Two actors are used in the films lead role. John Randolph portrays Arthur Hamilton the tired old man who is dissatisfied with his life while Rock Hudson plays Randolph’s after her is reborn as Tony Wilson. John Randolph had been blacklisted by Hollywood and Seconds would mark his return to feature films after a nearly twenty year absence. Overall his performance adds a lot of weight to the character and he plays him in such a way that we are able to still feel for the character even once Rock Hudson has taken over the role.
Perhaps the most unusual thing about this production is casting of Rock Hudson in the role of Tony Wilson. It is startling seeing Hudson’s disfigured face after his operation to change his identity. Up tell this point of his and even following this film Rock Hudson is matinée idol who was most known for his rugged good looks. Performance wise Rock Hudson stretches himself unlike any other performance that I have seen from him. Two scenes that really showcase his performance include a scene where he gets drunk at a party and nearly reveals his secret. The other one comes near the end of the film were his character is strapped down to a gurney and Hudson thrashes around like animal as he tries to break free. The desperation in his eyes and limbs is mesmerizing.

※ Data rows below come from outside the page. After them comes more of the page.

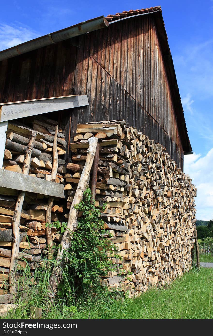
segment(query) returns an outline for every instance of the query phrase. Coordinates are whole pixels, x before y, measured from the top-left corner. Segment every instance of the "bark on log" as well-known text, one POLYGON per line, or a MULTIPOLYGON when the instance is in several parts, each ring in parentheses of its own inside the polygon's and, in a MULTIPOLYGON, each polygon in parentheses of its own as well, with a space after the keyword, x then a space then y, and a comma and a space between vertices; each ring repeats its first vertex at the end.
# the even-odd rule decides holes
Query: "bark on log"
MULTIPOLYGON (((99 155, 100 145, 99 143, 97 143, 96 150, 94 158, 93 163, 93 170, 92 177, 92 186, 91 190, 92 194, 92 199, 91 202, 93 201, 95 201, 96 191, 96 184, 97 182, 97 174, 98 174, 98 158, 99 155)), ((74 177, 74 176, 73 176, 74 177)))
MULTIPOLYGON (((26 232, 20 233, 20 241, 27 236, 26 232)), ((11 242, 12 239, 12 231, 11 229, 0 227, 0 241, 3 242, 11 242)))
POLYGON ((63 259, 64 251, 69 249, 72 234, 75 231, 77 226, 77 218, 78 210, 75 209, 74 205, 79 204, 83 198, 84 192, 86 186, 88 177, 93 165, 95 153, 98 139, 95 137, 88 140, 89 147, 85 165, 80 179, 76 193, 70 208, 67 228, 61 243, 61 248, 59 249, 57 258, 57 264, 54 267, 50 277, 48 291, 49 296, 52 303, 55 297, 58 284, 60 282, 64 266, 65 261, 63 259))
MULTIPOLYGON (((11 141, 13 141, 15 142, 17 142, 18 143, 20 143, 22 145, 24 145, 25 146, 27 146, 29 139, 27 138, 25 138, 24 136, 20 135, 18 134, 16 134, 13 132, 10 132, 8 134, 7 136, 11 141)), ((33 146, 34 149, 38 149, 39 151, 43 151, 43 148, 42 142, 39 142, 38 141, 35 141, 33 146)))
MULTIPOLYGON (((27 146, 14 142, 11 141, 9 139, 6 139, 5 148, 7 149, 17 152, 19 153, 25 153, 27 149, 27 146)), ((40 151, 38 149, 33 149, 32 153, 32 156, 38 158, 40 154, 40 151)))
MULTIPOLYGON (((28 144, 27 147, 26 148, 25 158, 22 168, 23 174, 26 175, 28 175, 29 172, 30 159, 33 150, 34 142, 37 134, 37 132, 35 131, 32 131, 30 136, 28 144)), ((23 147, 23 146, 22 146, 23 147)), ((40 151, 38 151, 40 152, 40 151)), ((10 286, 9 291, 10 293, 11 294, 16 292, 15 272, 17 268, 17 261, 19 255, 20 244, 19 225, 22 209, 24 203, 25 192, 25 191, 22 191, 18 196, 12 218, 12 232, 13 239, 9 277, 9 282, 10 286)))
POLYGON ((194 235, 195 236, 195 248, 196 249, 196 255, 197 257, 196 267, 200 269, 200 252, 199 251, 199 245, 198 241, 198 236, 197 235, 197 230, 196 228, 196 224, 194 224, 194 235))
MULTIPOLYGON (((55 182, 56 181, 57 170, 58 169, 58 157, 57 151, 57 134, 58 129, 58 125, 57 125, 56 128, 56 133, 54 136, 53 142, 53 162, 52 168, 51 173, 51 180, 55 182)), ((53 205, 54 197, 51 196, 48 200, 48 206, 46 211, 45 221, 46 223, 50 223, 51 222, 51 212, 53 205)), ((48 258, 51 259, 52 258, 52 254, 51 254, 51 250, 53 245, 52 238, 52 230, 51 228, 48 226, 46 228, 46 236, 47 242, 48 245, 48 258)))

The two main female cast members are played by Salome Jens and Frances Reid. Salome Jens plays Tony Wilson’s love interest Nora Marcus. Overall Salome Jens does a solid job playing a seductress who real motives for being with Tony are more out of obligation then love. In the role of Arthur Hamilton’s wife is an actress named Frances Reid who most daytime soaps fans will recognize her from Days of our Lives which she has been part of for over forty years. Frances Reid gives a warm loving performance that perfectly plays offs John Randolph’s cold distant portrayal as her husband Arthur Hamilton. The cast as a whole are all very good with no one performance standing out as weaker than the rest. Ultimately Seconds is provocative film about the choices one makes and the consequences of these choices.

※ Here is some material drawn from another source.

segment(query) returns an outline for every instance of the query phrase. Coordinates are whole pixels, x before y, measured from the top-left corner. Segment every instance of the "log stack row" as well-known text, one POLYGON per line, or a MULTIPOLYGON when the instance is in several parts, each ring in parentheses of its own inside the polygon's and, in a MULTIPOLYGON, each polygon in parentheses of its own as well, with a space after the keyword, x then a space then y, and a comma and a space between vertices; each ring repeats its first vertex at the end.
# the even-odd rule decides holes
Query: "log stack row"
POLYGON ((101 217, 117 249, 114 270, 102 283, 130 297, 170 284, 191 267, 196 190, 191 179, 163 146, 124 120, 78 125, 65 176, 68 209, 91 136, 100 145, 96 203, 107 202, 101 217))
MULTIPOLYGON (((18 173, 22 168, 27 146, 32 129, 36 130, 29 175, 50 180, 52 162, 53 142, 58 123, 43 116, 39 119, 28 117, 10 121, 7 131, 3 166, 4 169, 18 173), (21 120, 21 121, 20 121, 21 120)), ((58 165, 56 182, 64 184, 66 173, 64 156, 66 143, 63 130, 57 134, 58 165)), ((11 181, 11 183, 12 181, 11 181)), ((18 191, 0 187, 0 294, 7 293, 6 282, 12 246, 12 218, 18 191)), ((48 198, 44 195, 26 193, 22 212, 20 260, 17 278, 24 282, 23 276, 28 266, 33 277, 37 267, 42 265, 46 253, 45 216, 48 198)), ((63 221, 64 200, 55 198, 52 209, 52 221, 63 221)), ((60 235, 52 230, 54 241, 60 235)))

Seconds is presented in an anamorphic widescreen that preserves the film’s original aspect ratio. The black & white image is virtually free or any blemishes. The shadow detail is razor sharp and black levels looks exceptionally strong throughout. Over all this transfer looks amazing for a film that is over forty years old.
Two audio options come with this release English and French. Both audio mixes are presented in a Dolby Digital mono. Both audio mixes sounds clean clear and evenly balanced. These audio mixes really showcase Jerry Goldsmith’s eerie score to its fullest. Removable English subtitles that are error free easy to read and follow have been included.
Extras for this release include Seconds theatrical trailer and a detailed audio commentary director John Frankenheimer who is always forthcoming and generous while discussing the making of Seconds. The audio commentary is one of the more insightfully technical based audio commentaries’ that I have ever had the pleasure to hear. Finding a DVD copy of Paramount Pictures Second’s has become increasingly more difficult over the last few as it appears that the title is currently on moratorium.